The Downsides - And How to Fix Them
It’s not perfect. About 32% of admins who tried Suggested Posts complained about spam. One channel reported over 200 low-effort suggestions in a single day - mostly copy-pasted headlines with no context or sources.
The fix? Use keyword filters. Block words like "BREAKING", "SHOCKING", "YOU WON’T BELIEVE", and anything that sounds like clickbait. Also, create a simple submission template. Post it in your channel: "Suggest a story? Include: 1) Link, 2) Source, 3) Why it matters to our readers." Channels that do this see 50% fewer useless suggestions.
Another issue: no built-in revenue sharing. If a suggested post brings in ad revenue or paid subscribers, you’re on your own to split the money. That’s a problem for professional news orgs. Some use PayPal or crypto payments manually. Others just treat it as a free content pipeline - and focus on growth over direct profit.
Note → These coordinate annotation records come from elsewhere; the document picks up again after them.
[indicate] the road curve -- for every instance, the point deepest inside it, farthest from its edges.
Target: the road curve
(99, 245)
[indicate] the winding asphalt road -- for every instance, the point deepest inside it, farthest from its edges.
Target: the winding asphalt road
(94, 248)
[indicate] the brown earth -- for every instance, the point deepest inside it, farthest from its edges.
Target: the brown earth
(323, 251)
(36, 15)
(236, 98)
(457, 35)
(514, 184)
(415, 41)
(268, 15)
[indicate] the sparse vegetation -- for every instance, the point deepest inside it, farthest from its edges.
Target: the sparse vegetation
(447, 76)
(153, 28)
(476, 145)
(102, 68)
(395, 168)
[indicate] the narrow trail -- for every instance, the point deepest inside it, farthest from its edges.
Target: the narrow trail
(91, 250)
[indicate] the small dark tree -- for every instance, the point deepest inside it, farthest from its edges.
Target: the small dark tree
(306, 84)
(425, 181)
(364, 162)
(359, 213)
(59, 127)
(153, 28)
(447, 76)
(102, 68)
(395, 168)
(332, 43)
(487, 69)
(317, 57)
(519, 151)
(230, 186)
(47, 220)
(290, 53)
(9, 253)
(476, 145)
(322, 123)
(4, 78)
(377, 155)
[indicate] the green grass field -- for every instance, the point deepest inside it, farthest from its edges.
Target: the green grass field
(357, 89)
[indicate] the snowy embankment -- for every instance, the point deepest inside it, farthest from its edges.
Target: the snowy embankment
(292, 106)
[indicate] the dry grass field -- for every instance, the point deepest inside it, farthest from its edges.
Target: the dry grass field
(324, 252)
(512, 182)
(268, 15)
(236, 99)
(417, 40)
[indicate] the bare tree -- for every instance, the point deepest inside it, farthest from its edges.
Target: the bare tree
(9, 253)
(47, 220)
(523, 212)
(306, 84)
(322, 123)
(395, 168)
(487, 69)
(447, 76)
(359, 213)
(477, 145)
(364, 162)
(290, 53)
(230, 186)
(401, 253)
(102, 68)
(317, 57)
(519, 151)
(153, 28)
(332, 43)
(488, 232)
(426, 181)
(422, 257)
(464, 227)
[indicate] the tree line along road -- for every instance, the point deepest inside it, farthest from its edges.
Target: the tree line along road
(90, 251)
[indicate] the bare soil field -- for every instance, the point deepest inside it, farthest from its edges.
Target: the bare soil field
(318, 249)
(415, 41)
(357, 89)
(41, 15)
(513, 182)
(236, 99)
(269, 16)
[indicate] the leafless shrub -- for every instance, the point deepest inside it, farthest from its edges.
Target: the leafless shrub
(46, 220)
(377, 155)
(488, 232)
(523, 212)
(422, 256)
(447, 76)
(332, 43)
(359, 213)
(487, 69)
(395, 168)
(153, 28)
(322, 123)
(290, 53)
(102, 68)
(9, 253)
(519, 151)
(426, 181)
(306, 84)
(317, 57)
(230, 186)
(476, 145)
And yes, there’s a risk. Cybersecurity experts warn that bad actors can flood multiple channels with the same false story through Suggested Posts. That’s why verification steps and source checks are critical. Don’t auto-publish anything from an unknown user. Always check the original source.
How to Set It Up Right
Setting it up takes under five minutes. Here’s the exact process:
- Open your channel settings in Telegram.
- Go to "Suggested Posts" and toggle it on.
- Set your approval rules: single admin or multiple?
- Add keyword filters to block spammy terms.
- Post a pinned message explaining how to use it: "Suggest news you think we should cover. Include a link and why it matters."
After that, promote it. Mention it in your daily updates. Reply to suggestions with a thank-you. That builds trust. Users who feel heard will keep suggesting better content.
Top-performing channels also create a "trusted contributor" list. If someone consistently submits high-quality suggestions, give them direct posting rights. That cuts your workload and rewards your best fans.
What’s Next for Suggested Posts
Telegram’s CEO, Pavel Durov, hinted in January 2024 that automated revenue sharing for suggested content is coming. That would be a game-changer - especially for news channels that rely on monetization. Until then, treat Suggested Posts as a growth engine, not a money-maker.
Meanwhile, competitors are scrambling. Discord rolled out "Cross-Server Posts" in early 2024 to copy Telegram’s model. But only 29% of news communities on Discord are using it. On Telegram? 68% of mid-to-large news channels already have it turned on.
The trend is clear: The future of news distribution on Telegram isn’t about who you partner with - it’s about who your audience thinks you should partner with. Suggested Posts turns passive followers into active curators. That’s not just a feature. It’s a new way for news to spread.
Who Should Use This?
If you run a news channel with over 5,000 subscribers, you should be using Suggested Posts. It’s low-effort, high-reward. Even if you’re small, it helps you find content you didn’t know existed.
If you’re a content aggregator, a local news outlet, or a niche reporter - this is your shortcut to scale. You don’t need a team. You don’t need a budget. You just need readers who care enough to share.
And if you’re still manually DMing other admins to swap posts? You’re wasting time. Suggested Posts does it better, faster, and without you lifting a finger.